Saco el móvil y busco ese nombre, Howart. Doy al botón de llamada, el tono comienza a sonar al cabo de un par de segundos.


—Sí, ¿quién es? —Contesta.


—Hola, ¿Howart?


—Sí, soy yo, ¿con quién hablo?


—Soy Max, amigo de Héctor.


—¿Héctor? ¿Qué Héctor?


—Héctor Ortiz, el chico que…


—Ah… —interrumpe—. Sí, dime, ¿qué deseas?


—Me comentó su hermana, que tienes información del trabajo que te contrató antes de morir.


—Sí, algo tengo, pero es confidencial, ¿por qué lo dices?


—Esa chica es mi novia.


Un silencio incómodo se instala en la frecuencia telefónica, después de varios segundos de tensión, dice:


—Calle Doctor Marañón, número ocho, cuarta planta, puerta diecisiete. Mañana a las cinco de la tarde.


—Pero, ¿qué sabes? —El sonido del tono de llamada terminada me deja a medias, con un vacío y una incertidumbre que sólo los más valientes podrían soportar. Me quedo mirando el teléfono, indignado. No puedo volver a llamarle porque sé que no va a contestar, sólo puedo esperar que llegue mañana a esa hora para saber más. Ahora toca ir a casa de Sandra, para ver si está allí, pero antes debo comer algo, mi estómago ruge feroz mientras las cotorras verdes cantan en los árboles circundantes de la ciudad.


Llego a su portal, veinte minutos después, presiono el botón que indica su nombre; espero, pero nadie contesta. Llega una vecina, cargada con bolsas de la compra y un chihuahua enano de color beis, con ojos saltones y morro chato. Abre la puerta y aprovecho para colarme, poniendo como excusa que voy a visitar a Sandra.

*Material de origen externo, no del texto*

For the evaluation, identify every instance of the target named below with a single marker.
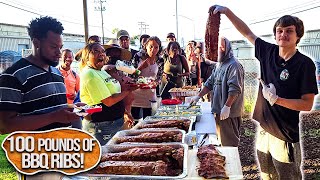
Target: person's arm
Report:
(236, 21)
(78, 55)
(303, 104)
(231, 98)
(111, 69)
(77, 83)
(199, 72)
(204, 91)
(144, 64)
(185, 67)
(10, 121)
(115, 98)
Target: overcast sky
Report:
(159, 15)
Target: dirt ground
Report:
(310, 141)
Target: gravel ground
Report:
(310, 139)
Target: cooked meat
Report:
(211, 36)
(151, 168)
(154, 137)
(211, 163)
(181, 124)
(141, 154)
(178, 155)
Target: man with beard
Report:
(33, 95)
(71, 78)
(226, 83)
(124, 41)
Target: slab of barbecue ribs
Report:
(181, 124)
(153, 137)
(212, 36)
(151, 168)
(212, 164)
(155, 161)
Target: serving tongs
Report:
(190, 105)
(203, 139)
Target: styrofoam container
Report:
(121, 148)
(113, 140)
(146, 121)
(157, 118)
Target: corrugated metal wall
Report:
(11, 43)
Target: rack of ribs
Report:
(141, 154)
(211, 36)
(212, 164)
(151, 168)
(181, 124)
(154, 137)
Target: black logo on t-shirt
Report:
(284, 75)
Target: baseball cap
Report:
(122, 33)
(171, 35)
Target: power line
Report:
(71, 22)
(269, 19)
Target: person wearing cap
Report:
(114, 52)
(91, 39)
(151, 66)
(136, 58)
(124, 41)
(172, 38)
(143, 40)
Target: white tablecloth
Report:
(207, 122)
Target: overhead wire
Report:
(276, 17)
(67, 21)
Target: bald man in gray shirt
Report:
(226, 83)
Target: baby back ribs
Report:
(154, 137)
(140, 154)
(181, 124)
(151, 168)
(211, 36)
(211, 163)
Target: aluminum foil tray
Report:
(146, 121)
(113, 140)
(157, 118)
(179, 107)
(121, 148)
(179, 113)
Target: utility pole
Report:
(141, 24)
(177, 23)
(143, 27)
(85, 19)
(101, 8)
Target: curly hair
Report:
(85, 54)
(288, 20)
(39, 27)
(171, 44)
(157, 40)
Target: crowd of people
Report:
(38, 94)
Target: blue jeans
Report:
(102, 131)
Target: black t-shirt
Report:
(30, 90)
(292, 79)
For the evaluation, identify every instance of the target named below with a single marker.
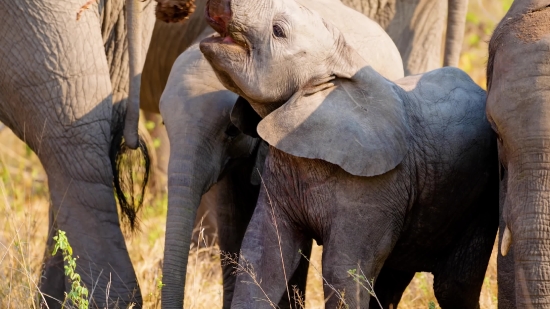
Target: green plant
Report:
(78, 294)
(360, 279)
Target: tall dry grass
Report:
(24, 217)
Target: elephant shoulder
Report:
(445, 87)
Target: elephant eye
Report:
(278, 31)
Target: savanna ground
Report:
(24, 204)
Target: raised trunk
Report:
(528, 219)
(456, 20)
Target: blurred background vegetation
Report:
(24, 218)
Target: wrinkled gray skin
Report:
(416, 27)
(518, 75)
(186, 202)
(391, 178)
(195, 108)
(59, 79)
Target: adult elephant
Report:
(207, 148)
(60, 79)
(518, 106)
(417, 26)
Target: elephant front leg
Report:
(269, 257)
(351, 265)
(52, 279)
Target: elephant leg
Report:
(56, 95)
(459, 278)
(298, 280)
(389, 287)
(269, 257)
(417, 30)
(236, 203)
(52, 278)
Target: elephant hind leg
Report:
(458, 280)
(298, 280)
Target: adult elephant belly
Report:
(57, 90)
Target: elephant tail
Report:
(131, 169)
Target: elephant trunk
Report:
(133, 25)
(529, 234)
(456, 20)
(190, 175)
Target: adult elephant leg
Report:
(56, 95)
(505, 264)
(416, 29)
(53, 270)
(456, 21)
(389, 287)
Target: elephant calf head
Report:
(268, 50)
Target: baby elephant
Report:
(391, 178)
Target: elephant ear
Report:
(245, 118)
(364, 131)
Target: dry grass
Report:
(24, 203)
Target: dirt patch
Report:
(531, 27)
(173, 11)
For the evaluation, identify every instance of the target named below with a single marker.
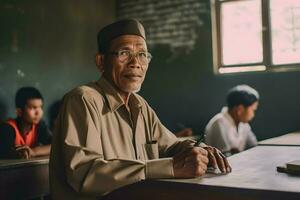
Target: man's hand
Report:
(190, 163)
(217, 159)
(24, 151)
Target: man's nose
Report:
(134, 62)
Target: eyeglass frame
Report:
(132, 54)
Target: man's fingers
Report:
(227, 166)
(212, 159)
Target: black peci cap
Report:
(116, 29)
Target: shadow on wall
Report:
(3, 110)
(53, 111)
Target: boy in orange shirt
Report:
(26, 136)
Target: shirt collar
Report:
(114, 98)
(227, 115)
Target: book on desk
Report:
(292, 167)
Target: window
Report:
(256, 35)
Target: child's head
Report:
(29, 102)
(244, 100)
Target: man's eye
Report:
(123, 53)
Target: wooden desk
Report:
(291, 139)
(24, 179)
(254, 176)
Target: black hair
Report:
(26, 93)
(242, 95)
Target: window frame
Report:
(266, 65)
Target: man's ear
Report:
(19, 112)
(240, 109)
(100, 62)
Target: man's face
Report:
(127, 77)
(33, 112)
(248, 113)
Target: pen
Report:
(199, 140)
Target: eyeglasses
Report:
(125, 56)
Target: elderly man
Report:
(107, 136)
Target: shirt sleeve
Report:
(7, 138)
(168, 143)
(86, 169)
(251, 138)
(44, 134)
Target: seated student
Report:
(229, 130)
(26, 136)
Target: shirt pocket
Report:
(151, 150)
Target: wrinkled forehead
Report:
(128, 42)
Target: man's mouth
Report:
(134, 77)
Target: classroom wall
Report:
(49, 45)
(181, 85)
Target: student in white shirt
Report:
(229, 130)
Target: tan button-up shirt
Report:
(99, 145)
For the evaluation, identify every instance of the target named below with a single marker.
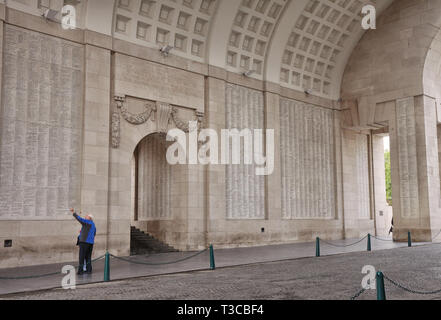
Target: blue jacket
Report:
(88, 230)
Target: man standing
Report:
(86, 239)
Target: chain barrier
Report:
(358, 294)
(410, 290)
(381, 239)
(436, 235)
(44, 275)
(159, 263)
(343, 246)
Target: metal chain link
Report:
(410, 290)
(343, 246)
(159, 263)
(387, 240)
(436, 235)
(43, 275)
(358, 294)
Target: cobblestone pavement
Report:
(329, 278)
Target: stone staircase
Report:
(143, 243)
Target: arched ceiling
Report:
(301, 44)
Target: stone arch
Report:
(390, 82)
(172, 230)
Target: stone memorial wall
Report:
(41, 125)
(307, 161)
(245, 190)
(362, 175)
(407, 157)
(154, 179)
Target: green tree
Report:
(388, 178)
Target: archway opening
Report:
(383, 185)
(152, 218)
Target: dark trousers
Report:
(85, 254)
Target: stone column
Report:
(415, 169)
(273, 185)
(215, 174)
(95, 162)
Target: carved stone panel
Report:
(307, 161)
(40, 125)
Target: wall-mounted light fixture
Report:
(165, 50)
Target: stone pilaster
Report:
(95, 175)
(415, 169)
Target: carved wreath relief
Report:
(159, 112)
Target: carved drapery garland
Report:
(164, 113)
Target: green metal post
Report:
(381, 292)
(317, 247)
(212, 263)
(107, 268)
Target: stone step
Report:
(144, 243)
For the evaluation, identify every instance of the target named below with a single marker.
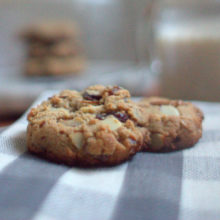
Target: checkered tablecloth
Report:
(184, 185)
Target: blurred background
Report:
(151, 47)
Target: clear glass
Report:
(186, 48)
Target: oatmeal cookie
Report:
(60, 49)
(173, 124)
(98, 126)
(54, 65)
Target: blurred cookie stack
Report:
(53, 49)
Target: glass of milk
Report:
(186, 48)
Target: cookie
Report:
(63, 49)
(173, 124)
(53, 31)
(98, 126)
(54, 65)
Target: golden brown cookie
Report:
(173, 124)
(98, 126)
(62, 49)
(54, 66)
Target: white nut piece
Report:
(77, 139)
(112, 122)
(93, 92)
(91, 109)
(169, 110)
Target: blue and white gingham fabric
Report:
(183, 185)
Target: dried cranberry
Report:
(101, 116)
(87, 96)
(121, 116)
(132, 142)
(113, 90)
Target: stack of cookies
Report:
(53, 49)
(102, 126)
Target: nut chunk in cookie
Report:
(98, 126)
(173, 124)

—Ah, esa chica… —me dice mientras pasa y hace entrar al perrito.


—Sí, ¿la conoce?


—Claro que la conozco, su piso está justo encima del mío, —contesta, parándose y lanzando una mirada, que bien podría estar augurando un nuevo cambio de siglo, en el que este mundo se va a acabar—. Siempre está haciendo ruido, por no hablar de sus noches de lujuria. Especialmente los fines de semana, mis hijos no tienen por qué escuchar todo eso. —Mi mente se ríe, pero mi cara no lo expresa—. Aunque este fin de semana no he escuchado nada, algo muy raro, porque ya te digo, —continúa la molesta mujer—, esa chica es una guarra y todas las semanas arma un escándalo tremendo. Seguro que tú eres uno de sus múltiples “amiguitos”, ¿verdad?


—Bueno, señora, no creo que eso sea asunto suyo… ella está en su casa y tiene derecho a hacer en ella lo que le plazca.


—¡Pero tiene que respetar a los vecinos!


—Y usted necesita una casa en el campo, —contesto, ahora sí, riendo acanalladamente.


—Eres como ella, no hay duda, —refunfuña la mujer, alejándose hacia el ascensor. Me he parado, fingiendo que trasteo el móvil para no tener que coincidir con ella en el elevador y tener que escucharla decir más estupideces sobre mi amiga.


Cuando al fin logro llegar a la puerta de casa de Sandra, toco y no se escucha nada. Decido probar a forzar la cerradura, preocupado por la extraña desaparición de mi compañera y amiga.